From “Vision of Sai Part I” by Rita Bruce, we hear from Satya Sai Baba on motherhood:
Motherhood is the most precious gift of God. Mothers are the makers of a nation’s fortune or misfortune, for they shape the sinews of its soul. Those sinews are toughened by two lessons they should teach: fear of sin and fondness for virtue. Both of these are based on faith in God being the inner motivator of all. If you want to know how advanced a nation is, study the mothers. Are they free from fear and anxiety, are they full of love towards all, are they trained in fortitude and virtue? If you like to imbibe the glory of a culture, watch the mothers rocking the cradles, feeding, fostering, teaching, and fondling the babies. As the mother, so the progress of the nation, as the mother, so the sweetness of the culture.”
From Omraam Mikhael Aivanhov, spiritual teacher and author of education begins before birth (quote is from Daily Meditations 2011 17 August):
A pregnant mother must become aware of the power she has over the child well before its birth. It is not enough that she already loves the child; she has to learn to make use of the powers of love. While thinking of her child, it is possible for her to send her love all the way to the sublime realms to gather the elements necessary for the child to evolve well and then to instill these into it.
How can a mother believe that her own resources will be enough to give her child all it needs, without having to look elsewhere, above, on the spiritual plane? So, now and then, for a few minutes several times a day, she should stand before God in thought and prayer and say to him, ‘Lord, I want this child you are giving me to be your servant. But for that to happen, I need other elements, which are only found in you; please give them to me.’ You will say it isn’t easy to stand before God. Or course, it isn’t, but it’s just a manner of speaking. Just by thinking of beauty, light and eternity, that mother will be attracting higher subtle elements and passing them on to her child.

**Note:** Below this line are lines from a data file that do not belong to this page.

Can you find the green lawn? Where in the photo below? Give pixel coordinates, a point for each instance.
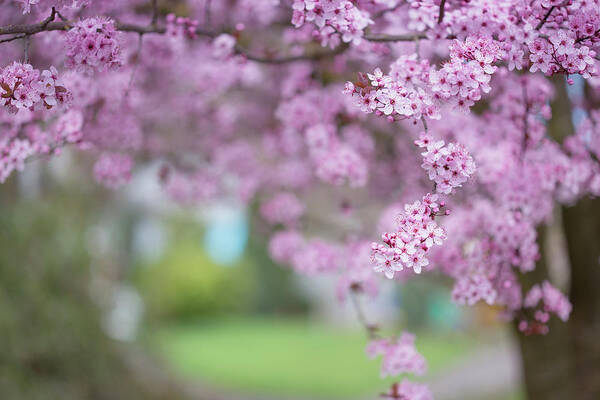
(287, 357)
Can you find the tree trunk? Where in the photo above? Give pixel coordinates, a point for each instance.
(547, 361)
(565, 364)
(582, 230)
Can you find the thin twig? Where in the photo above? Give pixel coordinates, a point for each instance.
(26, 49)
(442, 11)
(154, 12)
(371, 329)
(207, 12)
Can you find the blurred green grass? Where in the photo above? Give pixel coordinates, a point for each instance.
(288, 357)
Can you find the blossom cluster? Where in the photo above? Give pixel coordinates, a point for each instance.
(223, 46)
(399, 356)
(448, 165)
(417, 232)
(395, 99)
(552, 301)
(336, 162)
(13, 154)
(93, 44)
(24, 88)
(408, 390)
(558, 54)
(336, 19)
(467, 74)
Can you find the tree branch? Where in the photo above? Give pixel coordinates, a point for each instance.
(395, 38)
(50, 25)
(154, 12)
(543, 21)
(371, 329)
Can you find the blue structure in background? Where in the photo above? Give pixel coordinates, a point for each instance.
(226, 234)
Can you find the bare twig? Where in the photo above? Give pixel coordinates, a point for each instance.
(207, 12)
(154, 12)
(371, 329)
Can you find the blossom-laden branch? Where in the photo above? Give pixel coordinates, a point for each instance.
(49, 24)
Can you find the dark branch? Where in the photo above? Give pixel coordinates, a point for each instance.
(49, 24)
(395, 38)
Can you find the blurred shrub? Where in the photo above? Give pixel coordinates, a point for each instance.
(186, 284)
(52, 345)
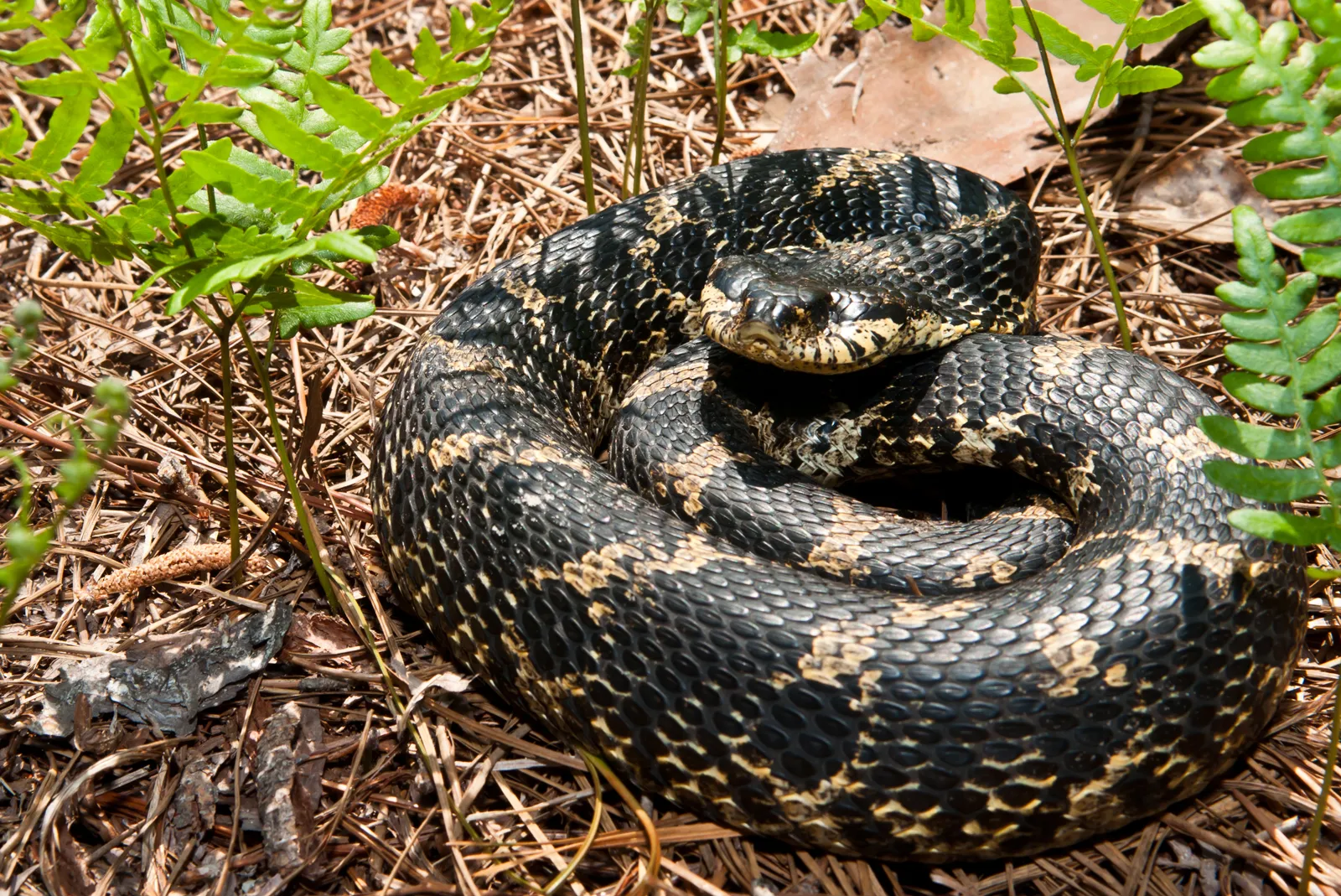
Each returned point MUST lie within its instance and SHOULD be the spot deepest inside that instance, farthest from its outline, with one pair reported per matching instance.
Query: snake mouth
(759, 334)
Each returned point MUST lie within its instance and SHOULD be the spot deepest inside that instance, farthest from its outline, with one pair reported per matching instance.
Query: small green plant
(691, 15)
(24, 545)
(1285, 364)
(1104, 65)
(1287, 355)
(234, 230)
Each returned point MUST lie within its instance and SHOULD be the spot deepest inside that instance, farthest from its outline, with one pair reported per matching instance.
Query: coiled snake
(779, 692)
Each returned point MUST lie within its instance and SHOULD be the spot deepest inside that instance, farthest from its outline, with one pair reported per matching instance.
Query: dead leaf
(167, 681)
(1193, 188)
(319, 636)
(285, 821)
(194, 804)
(935, 98)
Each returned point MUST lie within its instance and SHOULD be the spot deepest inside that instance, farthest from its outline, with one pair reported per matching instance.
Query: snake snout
(784, 306)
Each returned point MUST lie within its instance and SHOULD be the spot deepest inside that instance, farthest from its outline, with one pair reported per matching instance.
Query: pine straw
(145, 818)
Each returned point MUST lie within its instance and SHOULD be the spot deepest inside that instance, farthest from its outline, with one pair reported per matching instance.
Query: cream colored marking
(664, 215)
(838, 554)
(978, 446)
(1184, 449)
(469, 359)
(448, 449)
(684, 377)
(692, 471)
(643, 250)
(1081, 479)
(1116, 676)
(1056, 359)
(1097, 797)
(531, 298)
(1219, 558)
(986, 563)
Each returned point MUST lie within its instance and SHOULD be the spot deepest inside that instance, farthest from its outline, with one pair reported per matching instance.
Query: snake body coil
(896, 726)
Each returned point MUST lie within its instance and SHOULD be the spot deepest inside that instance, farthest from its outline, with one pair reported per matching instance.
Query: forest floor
(125, 808)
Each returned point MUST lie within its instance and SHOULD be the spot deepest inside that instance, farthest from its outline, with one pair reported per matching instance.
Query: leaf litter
(308, 779)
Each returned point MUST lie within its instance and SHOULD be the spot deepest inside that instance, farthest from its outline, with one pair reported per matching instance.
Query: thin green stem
(1320, 463)
(597, 806)
(650, 828)
(583, 127)
(719, 74)
(1069, 148)
(634, 156)
(225, 364)
(286, 464)
(1329, 769)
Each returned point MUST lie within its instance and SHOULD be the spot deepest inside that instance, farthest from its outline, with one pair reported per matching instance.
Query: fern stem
(1069, 149)
(640, 98)
(225, 364)
(583, 127)
(1103, 74)
(286, 463)
(1318, 464)
(1311, 845)
(719, 74)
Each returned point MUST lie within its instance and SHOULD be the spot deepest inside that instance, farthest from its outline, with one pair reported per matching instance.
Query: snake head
(773, 308)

from Paramahansa Yogananda, in “The Divine Romance” we hear about motherly love:
Motherly Love is broader, based on feeling, rather than on reason. True mother love is unconditional. We can say that in many ways it is more spiritual and therefore greater than most human expressions of love. God implanted in the heart of the mother a love for the child that is unconditional, regardless of the child's merit or behavior. Even if the child in later life becomes a murderer, the mother's love remains steady, unchanged; whereas the father may be more impatient and less inclined to forgive. The unconditional love of the mother is perhaps the human love closest to the perfection of God's love. The true mother forgives her child even when no one else will. That kind of love exemplifies God's love; He forgives His children no matter what sins they have committed. Now who could have placed this love in the mother's heart, save God? In true maternal love God gives us distinct proof that He loves us unconditionally, no matter how wicked we are, or how many times we have sinned.